Thomas (Fanny) Lakey

Tom Lakey played for Stockton AFC when they won the FA Amateur Cup in 1899, when Stockton beat Harwich and Parkston 1 – 0. This is a photograph of Tom in his Grimsby strip.

Photograph and details courtesy of Ben Brown.

4 thoughts on “Thomas (Fanny) Lakey

    • Martin this article gives some information on my Granddad Thomas Fanny Lakey but is way out on his death Tom Died in 1962. He worked until his late eighties ,He worked as a bookies runner into his late eighties. He was a very fit 90 years old when he broke his hip but recovered but on his last day in Hospital he tried to get his case off the shelf by standing on a chair slipped and broke the other hip and never recovered. In his day as a bookies runner, he would walk from Tilery to the Talbot Hotel High street Stockton. There is a photograph on this site of Tom as a 89 years 0ld at his Great Grand Daughters Wedding with His Daughter Hilda my mother and my Dad Ben Brown Senior.

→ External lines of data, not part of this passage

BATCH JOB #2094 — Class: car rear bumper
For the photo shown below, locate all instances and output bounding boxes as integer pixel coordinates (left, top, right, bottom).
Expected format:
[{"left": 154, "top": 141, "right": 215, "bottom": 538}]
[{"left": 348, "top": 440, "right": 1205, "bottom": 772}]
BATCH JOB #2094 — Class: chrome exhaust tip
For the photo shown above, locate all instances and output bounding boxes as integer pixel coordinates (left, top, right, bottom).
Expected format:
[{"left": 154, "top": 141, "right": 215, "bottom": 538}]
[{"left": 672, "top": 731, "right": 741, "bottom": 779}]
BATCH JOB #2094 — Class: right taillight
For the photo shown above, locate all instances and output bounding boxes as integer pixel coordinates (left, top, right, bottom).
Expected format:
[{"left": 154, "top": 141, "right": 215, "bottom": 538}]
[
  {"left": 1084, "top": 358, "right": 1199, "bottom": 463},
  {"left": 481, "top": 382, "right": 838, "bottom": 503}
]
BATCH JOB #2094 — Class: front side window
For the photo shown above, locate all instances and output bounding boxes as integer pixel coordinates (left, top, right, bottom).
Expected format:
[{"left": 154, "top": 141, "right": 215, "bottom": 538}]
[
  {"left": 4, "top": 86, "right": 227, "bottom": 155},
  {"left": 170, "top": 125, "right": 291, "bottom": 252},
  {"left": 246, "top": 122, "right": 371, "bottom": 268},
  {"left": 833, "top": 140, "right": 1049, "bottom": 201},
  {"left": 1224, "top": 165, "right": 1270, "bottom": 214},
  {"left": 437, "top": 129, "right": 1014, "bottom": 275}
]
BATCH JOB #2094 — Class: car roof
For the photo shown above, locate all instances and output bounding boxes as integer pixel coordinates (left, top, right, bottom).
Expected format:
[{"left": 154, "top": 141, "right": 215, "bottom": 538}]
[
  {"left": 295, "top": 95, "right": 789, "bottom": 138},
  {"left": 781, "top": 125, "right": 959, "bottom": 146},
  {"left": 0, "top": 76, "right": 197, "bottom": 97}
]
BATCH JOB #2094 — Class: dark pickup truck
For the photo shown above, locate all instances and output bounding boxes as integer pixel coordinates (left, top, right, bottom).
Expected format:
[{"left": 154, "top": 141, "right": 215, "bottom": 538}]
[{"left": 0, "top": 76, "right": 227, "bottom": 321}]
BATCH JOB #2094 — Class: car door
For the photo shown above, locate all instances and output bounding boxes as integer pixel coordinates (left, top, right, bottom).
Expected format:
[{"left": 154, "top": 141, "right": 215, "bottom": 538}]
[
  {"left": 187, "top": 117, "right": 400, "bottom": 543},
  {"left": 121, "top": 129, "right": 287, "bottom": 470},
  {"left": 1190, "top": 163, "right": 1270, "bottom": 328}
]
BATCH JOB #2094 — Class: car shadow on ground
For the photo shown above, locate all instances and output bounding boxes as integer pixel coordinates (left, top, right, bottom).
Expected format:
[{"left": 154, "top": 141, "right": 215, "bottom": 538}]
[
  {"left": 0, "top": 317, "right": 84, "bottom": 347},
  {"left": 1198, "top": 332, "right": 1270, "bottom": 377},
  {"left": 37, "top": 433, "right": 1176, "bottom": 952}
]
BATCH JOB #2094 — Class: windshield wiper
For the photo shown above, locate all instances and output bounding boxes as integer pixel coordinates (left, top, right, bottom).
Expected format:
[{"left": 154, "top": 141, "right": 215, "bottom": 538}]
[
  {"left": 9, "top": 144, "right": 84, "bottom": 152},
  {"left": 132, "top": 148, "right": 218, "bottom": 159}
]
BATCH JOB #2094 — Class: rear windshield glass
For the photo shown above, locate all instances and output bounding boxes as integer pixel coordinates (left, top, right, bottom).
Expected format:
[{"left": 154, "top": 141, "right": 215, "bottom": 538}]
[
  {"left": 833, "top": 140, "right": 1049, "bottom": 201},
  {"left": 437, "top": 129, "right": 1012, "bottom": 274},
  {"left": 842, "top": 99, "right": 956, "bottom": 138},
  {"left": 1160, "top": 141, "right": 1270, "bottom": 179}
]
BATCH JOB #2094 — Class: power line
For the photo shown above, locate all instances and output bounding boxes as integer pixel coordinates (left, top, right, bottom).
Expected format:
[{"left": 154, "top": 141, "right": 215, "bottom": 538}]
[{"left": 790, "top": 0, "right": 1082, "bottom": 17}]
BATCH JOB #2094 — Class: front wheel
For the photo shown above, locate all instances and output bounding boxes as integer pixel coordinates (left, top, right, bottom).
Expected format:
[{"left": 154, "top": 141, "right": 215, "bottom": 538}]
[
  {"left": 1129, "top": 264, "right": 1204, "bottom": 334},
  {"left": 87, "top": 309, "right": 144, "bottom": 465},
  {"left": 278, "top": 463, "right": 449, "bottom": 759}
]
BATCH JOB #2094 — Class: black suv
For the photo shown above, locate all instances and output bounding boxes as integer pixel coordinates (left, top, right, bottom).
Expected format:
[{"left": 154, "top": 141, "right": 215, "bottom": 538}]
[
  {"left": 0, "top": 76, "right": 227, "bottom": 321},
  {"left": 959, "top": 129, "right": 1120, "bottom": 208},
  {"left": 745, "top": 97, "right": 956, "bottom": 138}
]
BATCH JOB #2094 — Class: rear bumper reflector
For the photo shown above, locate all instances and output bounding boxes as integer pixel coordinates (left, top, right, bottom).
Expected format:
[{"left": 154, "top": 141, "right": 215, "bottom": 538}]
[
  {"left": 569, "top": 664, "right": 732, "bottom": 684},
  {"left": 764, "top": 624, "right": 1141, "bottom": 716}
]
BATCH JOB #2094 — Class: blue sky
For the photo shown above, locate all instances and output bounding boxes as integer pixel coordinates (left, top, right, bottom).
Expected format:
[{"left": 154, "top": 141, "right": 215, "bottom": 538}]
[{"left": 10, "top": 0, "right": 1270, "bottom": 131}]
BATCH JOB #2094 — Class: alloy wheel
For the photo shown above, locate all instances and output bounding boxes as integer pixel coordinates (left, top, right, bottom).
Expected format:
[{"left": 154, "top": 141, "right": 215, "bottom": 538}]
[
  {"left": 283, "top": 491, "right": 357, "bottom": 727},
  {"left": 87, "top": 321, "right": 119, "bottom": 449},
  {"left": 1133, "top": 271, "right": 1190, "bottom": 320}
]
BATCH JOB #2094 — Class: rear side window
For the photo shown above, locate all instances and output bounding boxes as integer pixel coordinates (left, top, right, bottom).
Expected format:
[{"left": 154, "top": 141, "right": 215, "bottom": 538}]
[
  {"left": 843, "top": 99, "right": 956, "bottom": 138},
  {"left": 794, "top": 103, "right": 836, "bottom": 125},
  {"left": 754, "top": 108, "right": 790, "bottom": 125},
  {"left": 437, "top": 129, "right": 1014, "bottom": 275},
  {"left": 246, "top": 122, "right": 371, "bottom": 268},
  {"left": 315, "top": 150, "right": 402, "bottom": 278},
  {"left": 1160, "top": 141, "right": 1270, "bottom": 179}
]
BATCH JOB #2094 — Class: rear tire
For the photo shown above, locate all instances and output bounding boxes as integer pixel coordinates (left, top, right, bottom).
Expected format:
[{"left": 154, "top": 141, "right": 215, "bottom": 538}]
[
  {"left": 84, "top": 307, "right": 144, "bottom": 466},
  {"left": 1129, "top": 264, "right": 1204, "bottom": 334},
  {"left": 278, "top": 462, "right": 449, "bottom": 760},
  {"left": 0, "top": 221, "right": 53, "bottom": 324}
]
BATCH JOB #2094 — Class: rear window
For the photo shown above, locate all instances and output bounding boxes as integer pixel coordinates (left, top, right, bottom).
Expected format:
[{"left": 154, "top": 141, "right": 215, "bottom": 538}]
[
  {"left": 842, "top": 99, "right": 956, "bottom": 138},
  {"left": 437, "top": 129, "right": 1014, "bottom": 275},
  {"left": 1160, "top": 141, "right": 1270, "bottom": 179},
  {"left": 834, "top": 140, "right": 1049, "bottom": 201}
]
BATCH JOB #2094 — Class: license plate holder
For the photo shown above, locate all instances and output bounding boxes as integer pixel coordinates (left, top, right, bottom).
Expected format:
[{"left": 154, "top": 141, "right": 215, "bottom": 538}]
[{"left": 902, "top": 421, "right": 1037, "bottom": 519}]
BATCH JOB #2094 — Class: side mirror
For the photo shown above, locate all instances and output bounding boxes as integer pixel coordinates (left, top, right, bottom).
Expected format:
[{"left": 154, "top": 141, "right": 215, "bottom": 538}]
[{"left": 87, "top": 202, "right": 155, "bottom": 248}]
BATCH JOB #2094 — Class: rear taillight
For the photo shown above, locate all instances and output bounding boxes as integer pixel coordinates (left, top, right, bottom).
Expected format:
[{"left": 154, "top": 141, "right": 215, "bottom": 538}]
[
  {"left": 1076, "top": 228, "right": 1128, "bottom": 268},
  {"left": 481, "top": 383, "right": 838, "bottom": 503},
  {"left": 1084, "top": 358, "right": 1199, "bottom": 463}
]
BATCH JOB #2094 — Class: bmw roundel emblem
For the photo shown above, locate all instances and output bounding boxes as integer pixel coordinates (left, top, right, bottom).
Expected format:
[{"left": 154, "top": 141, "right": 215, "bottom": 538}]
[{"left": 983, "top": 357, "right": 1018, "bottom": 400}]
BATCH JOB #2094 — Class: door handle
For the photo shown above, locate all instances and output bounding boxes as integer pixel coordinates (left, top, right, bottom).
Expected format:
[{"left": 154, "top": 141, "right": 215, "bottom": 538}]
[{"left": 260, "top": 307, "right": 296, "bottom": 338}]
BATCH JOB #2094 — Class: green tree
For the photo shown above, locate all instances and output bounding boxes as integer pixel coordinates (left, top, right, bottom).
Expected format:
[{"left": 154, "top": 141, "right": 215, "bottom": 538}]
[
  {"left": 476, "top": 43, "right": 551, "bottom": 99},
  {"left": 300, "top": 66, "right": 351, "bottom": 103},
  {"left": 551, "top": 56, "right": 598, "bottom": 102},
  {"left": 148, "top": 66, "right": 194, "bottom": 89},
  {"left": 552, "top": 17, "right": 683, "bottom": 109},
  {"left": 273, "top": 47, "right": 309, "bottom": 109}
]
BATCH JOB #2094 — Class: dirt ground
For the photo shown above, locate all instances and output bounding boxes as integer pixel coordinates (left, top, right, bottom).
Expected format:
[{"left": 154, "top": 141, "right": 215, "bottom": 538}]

  1. Tom had an unusual Nick name of Fanny this name came about as I have been told was from his older sister who was watching him play in a match at Darlington and he was receiving a rough time from the full back who was marking him , It is recounted Fanny jumped over barrier and laid about the offending full back with her umbrella, for his fouling of her young brother. This account was told to me when I was about 11 years old coming home from Newham Grange school; along Appleton rd Primrose Hill when and old chap who lived there and who used to tell me stories about Granddad as he was a keen Stockton AFC supporter. He also told me he was the best outside left he had ever seen and he once broke the crossbar at the Stockton Ground with a shot. I do not know if this was the Victoria Ground or some other. The wood must have been rotting, if true.

  2. Tom lived to be nearly 90 years of age and only succumbed after falling and breaking a hip which was successfully repaired then on his day of release from hospital he tried to retrieve his case from on top of the wardrobe by standing on a chair and slipping once more breaking his hip from which he never recovered that was in 1963. Up until this time he was very active acting as a Bookies runner each day he would walk between Tilery the Talbot Hotel in Stockton High Street gathering up Bets for the bookie he worked for then walking all the way back to the Bookies office in Tilery. Tom and his wife Elizabeth had eight children, three girls Hilda, Lily, Francis and five boys Jack, Arthur, Bill, Herbert and and Robert (Rocka). It must have been a hard life in professional football in those days as he once showed me his shins which were covered in old injury scars. Tom was a non drinker but did enjoy his pipe. As a young man he also competed in professional foot races.